June 9, 2020

Court of Appeal reverses $750,000 punitive damages award due to the absence of current evidence of the defendant's finances (Saxton v. Hip Hop Beverage Corp.)

Here is another installment in the long line of unpublished California opinions reversing a punitive damages award on the grounds that the plaintiff failed to present evidence of the defendant's financial condition.  This opinion addresses a recurring sub-issue in this area: if the defendant has no current balance sheets or other financial documents, does that excuse the plaintiff from presenting evidence of the defendant's current finances?  The answer is no.

The plaintiff sued his former employer for discrimination and harassment.  Shortly before trial, he served the defendant with a notice to produce documents at trial, including the defendant's financial records.  The defendant objected and the plaintiff filed a motion to compel production of the documents.  The trial court granted the motion and ordered the defendant to produce its tax returns, income statements, and balance sheets. 

On the first day of trial, the defendant provided the plaintiff with its documents through 2015, but did not produce any documents for 2016 or 2017.  (The trial took place in 2018.)  The company had apparently stopped operating in 2017.  When the plaintiff asked the defendant to produce records for 2016 and 2017, the defendant argued that it had "produced what existed" and was not required to "go create things."  The trial court agreed, and informed the plaintiff that he still needed to carry his burden of proof on the financial condition issue.
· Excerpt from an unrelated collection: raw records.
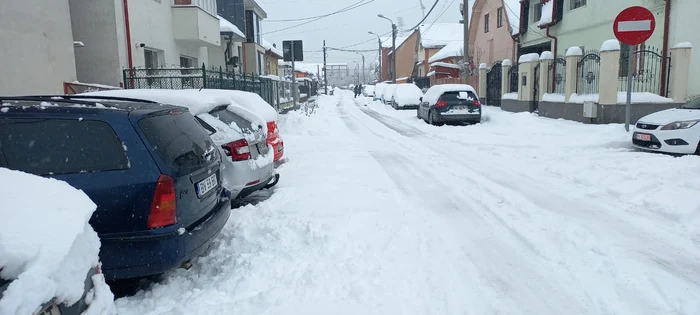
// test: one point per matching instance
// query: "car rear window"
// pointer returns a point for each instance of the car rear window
(60, 146)
(453, 96)
(231, 118)
(179, 140)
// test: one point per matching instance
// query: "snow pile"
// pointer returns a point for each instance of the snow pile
(532, 57)
(227, 27)
(453, 49)
(434, 92)
(610, 45)
(547, 13)
(407, 94)
(46, 244)
(574, 51)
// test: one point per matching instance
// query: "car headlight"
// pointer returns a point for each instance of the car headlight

The case proceeded to trial and the plaintiff won a jury verdict for $72,000 in compensatory damages and $750,000 in punitive damages.  The defendant appealed, arguing that the plaintiff had failed to present evidence of the defendant's financial condition at the time of trial.

The Court of Appeal (Second District, Division Four) agreed and reversed the punitive damages award. The court held that the record contained evidence of the defendant's finances in 2016, but absolutely no evidence of the defendant's finances in 2018.  The record showed that the defendant ceased operations in 2017, and there was no evidence that it maintained the same assets or equity in 2017 or 2018 that it had in 2016. 

The plaintiff argued that the defendant should be estopped from complaining about the lack of  evidence of its current finances because the defendant failed to produce financial records for 2017 or 2018.  The Court of Appeal rejected that argument, citing the trial court's finding that the defendant produced all the information in its possession, and was not required to create non-existent documents in order to comply with the court's discovery order.  The court also rejected the plaintiff's request to consider new evidence that the plaintiff obtained while the appeal was pending.  The plaintiff bore the burden of presenting financial condition evidence at trial, and that failure could not be cured by supplementing the record after the fact.